The inspector general accused the FBI of failing to respond to the allegations against Nassar with the “utmost seriousness and urgency” they required. Nassar, who also served as the doctor for a gymnastics club and a high school, has been sentenced to over 100 years in prison for crimes of sexual abuse and child pornography.

The report said the FBI’s Indianapolis field office first learned of the accusations in July 2015 after USA Gymnastics conducted its own internal investigation. But the FBI did not open an investigation in Michigan, where the abuse occurred and where Nassar was still working at Michigan State University, until October 2016. The FBI did not take action until USA Gymnastics filed a new complaint about the inactivity, the report said.

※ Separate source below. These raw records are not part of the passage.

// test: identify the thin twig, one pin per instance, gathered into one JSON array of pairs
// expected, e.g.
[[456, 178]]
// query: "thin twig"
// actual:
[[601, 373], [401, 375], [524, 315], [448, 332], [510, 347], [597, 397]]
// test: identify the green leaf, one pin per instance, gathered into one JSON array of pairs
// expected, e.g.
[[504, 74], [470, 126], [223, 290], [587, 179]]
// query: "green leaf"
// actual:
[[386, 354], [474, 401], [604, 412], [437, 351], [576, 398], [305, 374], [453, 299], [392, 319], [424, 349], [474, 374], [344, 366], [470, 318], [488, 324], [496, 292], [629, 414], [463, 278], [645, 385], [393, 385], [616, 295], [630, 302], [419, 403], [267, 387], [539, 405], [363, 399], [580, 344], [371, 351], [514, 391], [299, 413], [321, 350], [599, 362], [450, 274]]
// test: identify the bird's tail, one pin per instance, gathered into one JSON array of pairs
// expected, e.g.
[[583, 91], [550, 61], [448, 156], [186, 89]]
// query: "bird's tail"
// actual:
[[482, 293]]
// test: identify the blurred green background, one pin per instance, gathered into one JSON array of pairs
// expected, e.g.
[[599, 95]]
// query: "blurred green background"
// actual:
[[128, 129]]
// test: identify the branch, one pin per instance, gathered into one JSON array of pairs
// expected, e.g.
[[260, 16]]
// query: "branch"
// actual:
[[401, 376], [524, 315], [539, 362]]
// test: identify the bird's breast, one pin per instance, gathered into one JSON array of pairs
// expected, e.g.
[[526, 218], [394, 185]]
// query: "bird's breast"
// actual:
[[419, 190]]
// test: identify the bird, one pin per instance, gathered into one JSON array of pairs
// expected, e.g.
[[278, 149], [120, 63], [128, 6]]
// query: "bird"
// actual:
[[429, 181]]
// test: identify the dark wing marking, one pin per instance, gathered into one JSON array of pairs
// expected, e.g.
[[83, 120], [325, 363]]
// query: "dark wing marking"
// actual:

Nassar abused additional athletes after the allegations were first brought to the FBI’s attention, the report said. The inspector general also accused the FBI of failing to “formally document” the initial meeting when the allegations were brought to their attention.

The report said the thumb drive contained “PowerPoint slides and videos that Nassar had provided to USA Gymnastics of Nassar performing his purported medical technique on athletes.”

The inspector general also accused the FBI of failing to properly document an interview with one of Nassar’s accusers, failing to reach out to other accusers who were known at the time, and not informing other relevant law enforcement agencies of the allegations.

Larry Nassar in 2018.

Reuters/Rebecca Cook

The report claims W. Jay Abbott, the agent in charge of the FBI’s Indianapolis field office, “made materially false statements” when he was interviewed for the report.

The FBI released a statement acknowledging the missteps outlined in the report. “The actions and inactions of certain FBI employees described in the report are inexcusable and a discredit to this organization,” the bureau said.

The watchdog report offered recommendations on how the FBI should revamp its policies to ensure similar mistakes are not made again. These include making it clear when FBI employees should refer allegations to state and local officials and requiring “FBI employees to confirm receipt of transfers between field offices of certain categories of complaints, such as complaints of serious or multi-victim sexual abuse.”